March 24, 2026
Who flipped it first?
How the world’s first electric grid was built
London claims first electric grid — commenters yell “Actually…”
TLDR: Article says London wrangled chaotic local power into the first grid; commenters clap back with Great Barrington, Hawaii, and Niagara claims, and then argue for smaller, tougher networks and DC power lines. The real story: the first-light crown is messy, and the future grid fight is even messier
The article paints a cinematic origin story: London stitched together dozens of clashing, mini power systems into one network after years of chaos, fires, and a bold move in Deptford — a messy birth for the modern “grid.” But the comments? A full-on who-was-first showdown. One history buff waves a link that Great Barrington, Massachusetts beat London to the punch by a year, citing this page. Another counters that Hawaii lit Maui’s streets in 1881, while a third flexes that Niagara was pushing power across the US–Canada border in the 1890s. The vibe: “Nice story, but the first switch-flip is contested.”
Then the hot takes escalate. One commenter argues big centralized grids were a mistake, dropping the meme-able line: “cells don’t bill each other for ATP,” and predicting war-era drone strikes will force a pivot to smaller, resilient micro-grids.
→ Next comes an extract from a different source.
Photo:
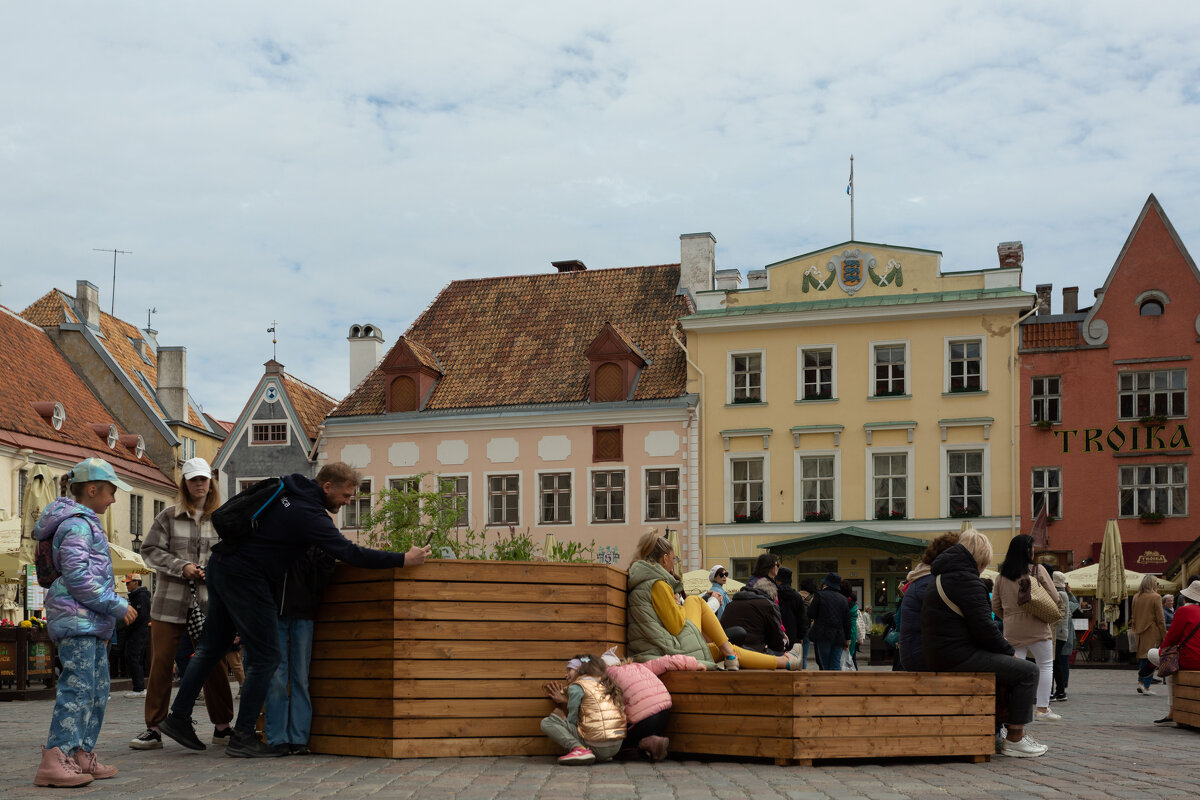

The engineers crash the party too: another calls for HVDC (high-voltage direct current) lines over today’s HVAC (alternating current) for long distances, saying it makes restarting after a full blackout — a “black start” — less of a nightmare. Between pedant Olympics, survivalist grid talk, and nerd-brawls over wires, the crowd’s mood is clear: we love the origin myth, but we’re here for the fight over who did it first and how we should do it next.
Key Points
- •In 1883, Sir Coutts Lindsay installed a generator at London’s Grosvenor Art Gallery and supplied surplus power to neighbors via overhead cables.
- •In 1887, he founded the London Electricity Supply Corporation, relocating operations to Deptford for cooling water, lower coal costs, and reduced noise.
- •By 1891, the Deptford station operated the world’s largest generator and was among the first modern power stations, linked to central London substations.
- •Early operations faced cost overruns, fires, demand challenges, and a fatality during a government inspection, hindering profitability.
- •The UK’s early electricity market was fragmented: 224 projects (1900–1913) used varied voltages and frequencies; by 1918, London had 50 systems, while prices fell amid chaotic competition.